Despite the fact that AMD’s Zen 1 architecture is immune to the recent ‘Inception’ vulnerability affecting modern Zen 3 and Zen 4 CPUs, another vulnerability has been found that affects Zen 1 CPUs specifically. According to a report by Phoronix, a new Zen 1 vulnerability was found that can release potentially sensitive data if the CPU divides an integer calculation by the number 0 in Linux operating systems.
According to commentary made by AMD Linux developer Borislav Petkov, the bug specifically leaves “stale quotient data” after a Zen 1 CPU divides an integer calculation by 0 in certain circumstances. The fix involves doing a “dummy division 0/1 before returning from the #DE exception handler in order to avoid any leaks of potentially sensitive data.”
Thankfully the Linux community has already issued a bug fix, resolving the issue. Petkov authorized a Linux kernel patch to work around the vulnerability. The patch was merged into Linux 6.5 kernel today and is set to be back-ported to all stable Linux kernel releases as well. So if you are running an OS featuring an older Linux kernel, you don’t have to upgrade to the latest Linux kernel version to get the new fix.
Interestingly there is also another workaround method that doesn’t involve kernel updates. Apparently, the vulnerability can be neutralized by disabling Symmetric Multi-Threading on Zen 1 CPUs as well. This method obviously has its flaws, since it reduces the performance benefits SMT offers on AMD CPUs, and in many cases, it also disables sleep mode due to an architectural limitation.
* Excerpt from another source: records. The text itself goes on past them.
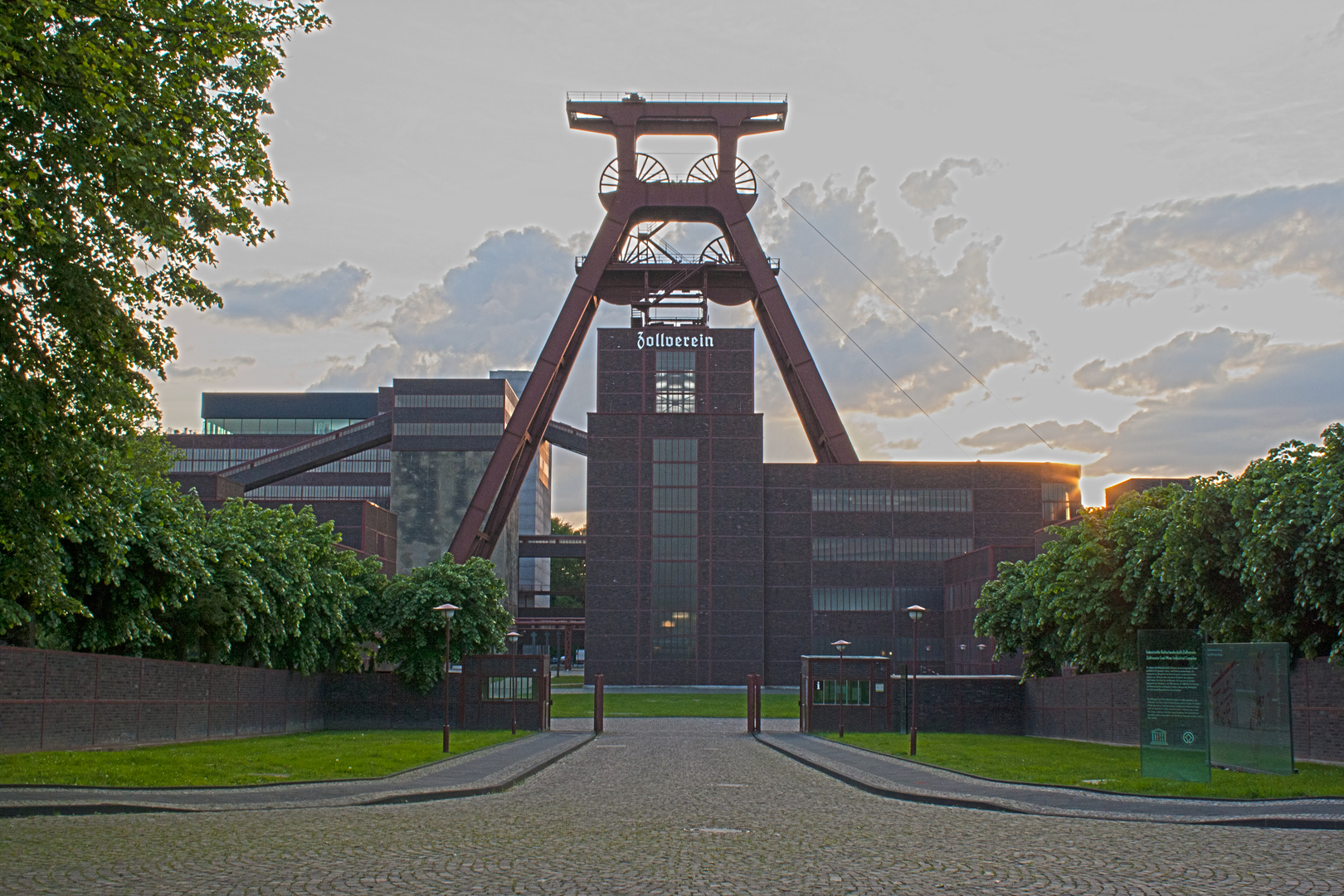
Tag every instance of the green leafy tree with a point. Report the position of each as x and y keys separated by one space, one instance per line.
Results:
x=567 y=574
x=279 y=592
x=411 y=631
x=129 y=564
x=1252 y=558
x=132 y=143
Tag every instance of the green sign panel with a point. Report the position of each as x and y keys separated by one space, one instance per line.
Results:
x=1250 y=712
x=1172 y=705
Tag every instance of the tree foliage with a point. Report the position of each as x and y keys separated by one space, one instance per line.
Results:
x=411 y=631
x=567 y=574
x=1257 y=557
x=132 y=143
x=153 y=575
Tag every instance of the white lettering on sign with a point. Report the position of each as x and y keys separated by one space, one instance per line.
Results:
x=670 y=340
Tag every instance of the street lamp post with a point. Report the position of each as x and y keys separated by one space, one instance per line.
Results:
x=513 y=680
x=840 y=646
x=916 y=611
x=448 y=610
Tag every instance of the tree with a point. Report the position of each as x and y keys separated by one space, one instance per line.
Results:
x=132 y=144
x=1257 y=557
x=279 y=592
x=127 y=566
x=411 y=629
x=153 y=575
x=567 y=574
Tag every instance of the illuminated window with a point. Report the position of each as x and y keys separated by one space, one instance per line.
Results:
x=674 y=383
x=1054 y=501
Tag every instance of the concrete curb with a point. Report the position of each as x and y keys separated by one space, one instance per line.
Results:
x=819 y=763
x=27 y=811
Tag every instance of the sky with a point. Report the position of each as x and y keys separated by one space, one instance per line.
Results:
x=1120 y=227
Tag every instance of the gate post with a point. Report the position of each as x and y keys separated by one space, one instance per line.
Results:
x=597 y=704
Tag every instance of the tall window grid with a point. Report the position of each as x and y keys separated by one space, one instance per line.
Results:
x=856 y=550
x=893 y=500
x=674 y=570
x=674 y=383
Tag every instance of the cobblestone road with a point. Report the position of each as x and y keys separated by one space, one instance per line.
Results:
x=657 y=806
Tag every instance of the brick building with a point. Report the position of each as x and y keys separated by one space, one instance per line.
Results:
x=706 y=564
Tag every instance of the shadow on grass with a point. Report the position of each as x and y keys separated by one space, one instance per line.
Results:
x=318 y=755
x=1043 y=761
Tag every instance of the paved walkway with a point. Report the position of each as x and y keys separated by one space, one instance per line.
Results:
x=476 y=772
x=657 y=806
x=912 y=781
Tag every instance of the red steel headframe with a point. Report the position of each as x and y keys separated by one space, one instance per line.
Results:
x=631 y=203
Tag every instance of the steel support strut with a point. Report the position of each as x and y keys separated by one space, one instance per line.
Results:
x=526 y=429
x=631 y=203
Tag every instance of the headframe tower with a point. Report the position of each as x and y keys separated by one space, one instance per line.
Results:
x=628 y=265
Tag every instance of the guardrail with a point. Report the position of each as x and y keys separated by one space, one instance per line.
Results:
x=626 y=95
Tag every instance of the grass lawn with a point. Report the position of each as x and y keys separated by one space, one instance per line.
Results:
x=1093 y=766
x=717 y=705
x=316 y=755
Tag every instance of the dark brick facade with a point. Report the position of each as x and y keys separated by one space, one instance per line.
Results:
x=61 y=700
x=786 y=557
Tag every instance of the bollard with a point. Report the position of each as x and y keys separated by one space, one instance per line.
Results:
x=760 y=683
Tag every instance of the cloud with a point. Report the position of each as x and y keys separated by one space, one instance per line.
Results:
x=1220 y=426
x=227 y=367
x=1227 y=241
x=1075 y=437
x=947 y=226
x=491 y=312
x=1186 y=362
x=296 y=303
x=1294 y=394
x=869 y=440
x=957 y=305
x=930 y=190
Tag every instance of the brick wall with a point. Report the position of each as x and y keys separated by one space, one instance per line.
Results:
x=1105 y=709
x=60 y=700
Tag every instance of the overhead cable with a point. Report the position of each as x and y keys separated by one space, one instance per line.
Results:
x=843 y=332
x=862 y=273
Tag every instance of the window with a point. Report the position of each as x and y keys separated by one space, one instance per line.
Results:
x=891 y=500
x=672 y=547
x=828 y=692
x=449 y=401
x=509 y=688
x=851 y=550
x=279 y=426
x=674 y=383
x=449 y=429
x=855 y=599
x=1054 y=501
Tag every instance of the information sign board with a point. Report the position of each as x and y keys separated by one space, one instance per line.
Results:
x=1172 y=705
x=1249 y=705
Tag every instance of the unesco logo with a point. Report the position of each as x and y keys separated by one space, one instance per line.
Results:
x=670 y=340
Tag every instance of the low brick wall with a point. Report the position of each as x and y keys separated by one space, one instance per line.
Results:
x=60 y=700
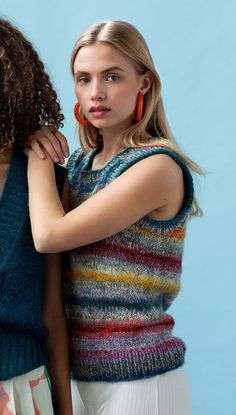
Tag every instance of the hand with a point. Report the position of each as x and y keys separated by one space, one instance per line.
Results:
x=49 y=141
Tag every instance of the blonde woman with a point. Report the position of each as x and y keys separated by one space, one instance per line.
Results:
x=131 y=195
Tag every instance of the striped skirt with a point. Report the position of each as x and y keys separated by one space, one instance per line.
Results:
x=28 y=394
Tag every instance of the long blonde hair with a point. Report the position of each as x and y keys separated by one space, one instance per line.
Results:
x=126 y=38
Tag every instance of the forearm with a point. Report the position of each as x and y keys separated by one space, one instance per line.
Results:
x=44 y=202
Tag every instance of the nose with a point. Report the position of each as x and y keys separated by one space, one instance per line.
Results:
x=97 y=93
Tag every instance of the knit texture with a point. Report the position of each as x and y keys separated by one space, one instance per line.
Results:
x=117 y=290
x=22 y=333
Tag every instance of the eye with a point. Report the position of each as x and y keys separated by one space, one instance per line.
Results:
x=82 y=80
x=112 y=77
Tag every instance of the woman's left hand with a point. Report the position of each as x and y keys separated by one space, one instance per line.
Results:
x=48 y=141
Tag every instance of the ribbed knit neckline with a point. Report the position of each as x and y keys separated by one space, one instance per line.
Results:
x=12 y=204
x=91 y=155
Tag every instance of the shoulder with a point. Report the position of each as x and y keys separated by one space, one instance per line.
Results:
x=74 y=160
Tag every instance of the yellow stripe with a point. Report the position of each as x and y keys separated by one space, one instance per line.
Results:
x=119 y=279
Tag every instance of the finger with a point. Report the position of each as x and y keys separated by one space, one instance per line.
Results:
x=63 y=142
x=52 y=147
x=37 y=149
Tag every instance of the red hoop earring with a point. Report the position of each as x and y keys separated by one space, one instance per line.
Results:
x=139 y=113
x=80 y=120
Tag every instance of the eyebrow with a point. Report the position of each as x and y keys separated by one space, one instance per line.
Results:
x=110 y=69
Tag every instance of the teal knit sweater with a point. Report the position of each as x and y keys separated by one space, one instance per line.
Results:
x=22 y=333
x=118 y=289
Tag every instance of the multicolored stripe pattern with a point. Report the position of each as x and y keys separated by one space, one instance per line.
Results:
x=117 y=290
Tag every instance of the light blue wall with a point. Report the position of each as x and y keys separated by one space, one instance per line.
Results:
x=193 y=44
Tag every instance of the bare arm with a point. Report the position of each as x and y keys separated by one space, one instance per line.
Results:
x=57 y=342
x=155 y=183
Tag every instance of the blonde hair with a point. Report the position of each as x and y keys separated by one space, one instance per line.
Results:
x=126 y=38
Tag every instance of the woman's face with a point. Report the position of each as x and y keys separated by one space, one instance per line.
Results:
x=107 y=86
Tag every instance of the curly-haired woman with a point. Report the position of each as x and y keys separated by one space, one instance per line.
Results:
x=30 y=308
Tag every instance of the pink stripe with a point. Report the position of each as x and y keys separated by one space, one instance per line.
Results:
x=133 y=256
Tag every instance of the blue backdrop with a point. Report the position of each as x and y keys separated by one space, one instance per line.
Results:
x=193 y=45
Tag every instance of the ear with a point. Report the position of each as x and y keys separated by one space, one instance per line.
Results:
x=146 y=82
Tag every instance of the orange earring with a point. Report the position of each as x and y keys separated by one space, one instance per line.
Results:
x=139 y=113
x=80 y=120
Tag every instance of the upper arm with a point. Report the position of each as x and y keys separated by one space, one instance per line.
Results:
x=153 y=183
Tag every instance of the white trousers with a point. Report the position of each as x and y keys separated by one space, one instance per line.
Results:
x=167 y=394
x=27 y=394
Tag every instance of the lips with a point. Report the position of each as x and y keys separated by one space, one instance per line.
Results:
x=99 y=110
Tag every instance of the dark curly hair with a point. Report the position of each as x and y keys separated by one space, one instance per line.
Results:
x=27 y=98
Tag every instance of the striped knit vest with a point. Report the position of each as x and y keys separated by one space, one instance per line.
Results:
x=117 y=290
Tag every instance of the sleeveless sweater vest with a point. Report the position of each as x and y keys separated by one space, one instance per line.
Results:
x=22 y=333
x=117 y=290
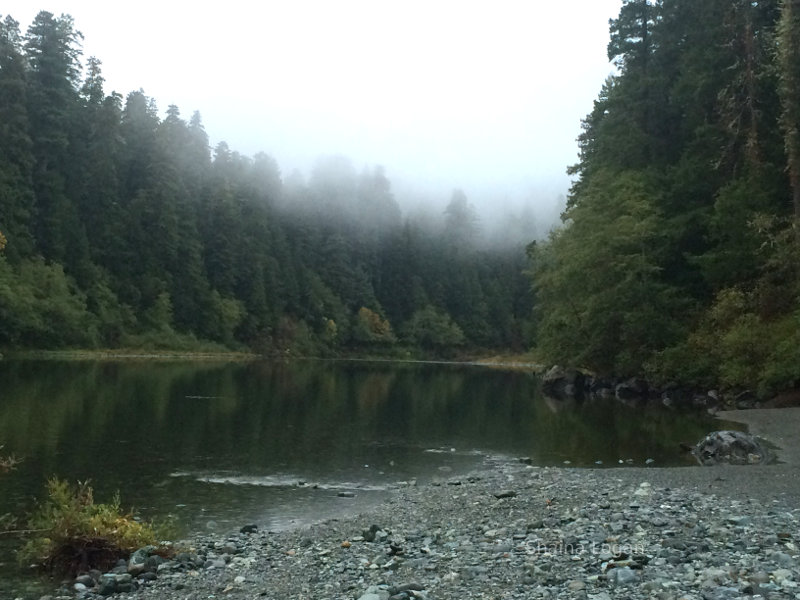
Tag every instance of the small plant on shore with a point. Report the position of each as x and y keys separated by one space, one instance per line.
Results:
x=72 y=533
x=8 y=462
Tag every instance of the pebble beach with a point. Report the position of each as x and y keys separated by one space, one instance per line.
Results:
x=515 y=530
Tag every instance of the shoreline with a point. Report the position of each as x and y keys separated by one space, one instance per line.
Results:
x=513 y=530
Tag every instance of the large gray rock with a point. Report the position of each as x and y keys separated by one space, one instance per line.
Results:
x=730 y=447
x=559 y=382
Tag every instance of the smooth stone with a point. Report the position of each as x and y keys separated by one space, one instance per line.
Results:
x=576 y=586
x=623 y=576
x=783 y=559
x=505 y=494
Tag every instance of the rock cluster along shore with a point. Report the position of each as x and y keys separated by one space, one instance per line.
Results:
x=510 y=531
x=563 y=383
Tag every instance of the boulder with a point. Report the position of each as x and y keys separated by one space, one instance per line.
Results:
x=559 y=382
x=730 y=447
x=631 y=389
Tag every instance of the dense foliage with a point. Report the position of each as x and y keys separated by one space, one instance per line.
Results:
x=123 y=229
x=679 y=252
x=73 y=533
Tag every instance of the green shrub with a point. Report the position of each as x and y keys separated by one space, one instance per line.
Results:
x=72 y=533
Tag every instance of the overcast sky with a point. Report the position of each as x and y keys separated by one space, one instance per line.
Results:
x=479 y=95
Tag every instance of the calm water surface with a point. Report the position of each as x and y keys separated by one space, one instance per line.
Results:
x=222 y=445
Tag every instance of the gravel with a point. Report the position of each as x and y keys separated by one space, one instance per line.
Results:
x=513 y=530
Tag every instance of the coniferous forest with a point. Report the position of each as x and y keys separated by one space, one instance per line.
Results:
x=124 y=229
x=679 y=252
x=677 y=257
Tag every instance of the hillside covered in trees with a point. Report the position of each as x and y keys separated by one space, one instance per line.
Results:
x=123 y=229
x=678 y=256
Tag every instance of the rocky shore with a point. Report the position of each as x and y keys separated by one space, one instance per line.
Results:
x=512 y=530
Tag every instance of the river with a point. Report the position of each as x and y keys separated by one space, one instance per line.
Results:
x=220 y=445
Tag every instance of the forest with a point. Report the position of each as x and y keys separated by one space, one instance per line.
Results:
x=124 y=229
x=677 y=259
x=678 y=256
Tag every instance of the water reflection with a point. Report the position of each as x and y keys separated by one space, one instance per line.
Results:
x=133 y=426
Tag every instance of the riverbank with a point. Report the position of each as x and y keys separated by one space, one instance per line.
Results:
x=513 y=530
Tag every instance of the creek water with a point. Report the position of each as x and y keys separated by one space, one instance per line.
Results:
x=220 y=445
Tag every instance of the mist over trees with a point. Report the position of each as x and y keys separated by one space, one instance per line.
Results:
x=679 y=250
x=123 y=228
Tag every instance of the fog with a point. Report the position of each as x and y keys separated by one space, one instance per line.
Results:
x=444 y=95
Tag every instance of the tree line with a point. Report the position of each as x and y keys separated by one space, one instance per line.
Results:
x=678 y=256
x=121 y=228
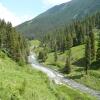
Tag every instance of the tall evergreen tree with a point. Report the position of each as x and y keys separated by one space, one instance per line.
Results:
x=92 y=37
x=98 y=50
x=87 y=55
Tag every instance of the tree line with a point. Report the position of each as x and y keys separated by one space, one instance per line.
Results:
x=13 y=43
x=77 y=33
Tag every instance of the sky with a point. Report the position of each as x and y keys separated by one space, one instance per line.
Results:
x=19 y=11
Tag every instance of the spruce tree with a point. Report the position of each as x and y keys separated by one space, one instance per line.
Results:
x=98 y=50
x=87 y=55
x=92 y=38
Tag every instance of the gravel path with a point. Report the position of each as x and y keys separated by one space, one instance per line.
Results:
x=60 y=79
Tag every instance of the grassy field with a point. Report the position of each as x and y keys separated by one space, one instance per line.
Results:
x=91 y=80
x=24 y=83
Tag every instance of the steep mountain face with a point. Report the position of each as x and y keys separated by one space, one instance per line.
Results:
x=58 y=16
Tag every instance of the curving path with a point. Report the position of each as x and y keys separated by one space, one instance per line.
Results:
x=60 y=79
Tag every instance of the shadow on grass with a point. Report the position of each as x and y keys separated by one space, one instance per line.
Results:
x=76 y=76
x=95 y=65
x=80 y=62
But it is a good way to temporarily patch the vulnerability for Linux users that are waiting for the kernel patch to be released for their specific OS.
This issue is reminiscent of a similar problem on Intel’s Skylake chips from several years ago, where disabling Intel’s HyperThreading technology patched some security holes on those chips.
Thankfully the issue appears to be Linux-specific and does not affect Windows operating systems. Plus the vulnerability is already being actively patched for Linux users. However, the same cannot be said of the two other vulnerabilities affecting modern AMD CPUs and Intel CPUs, Inception and Downfall, right now.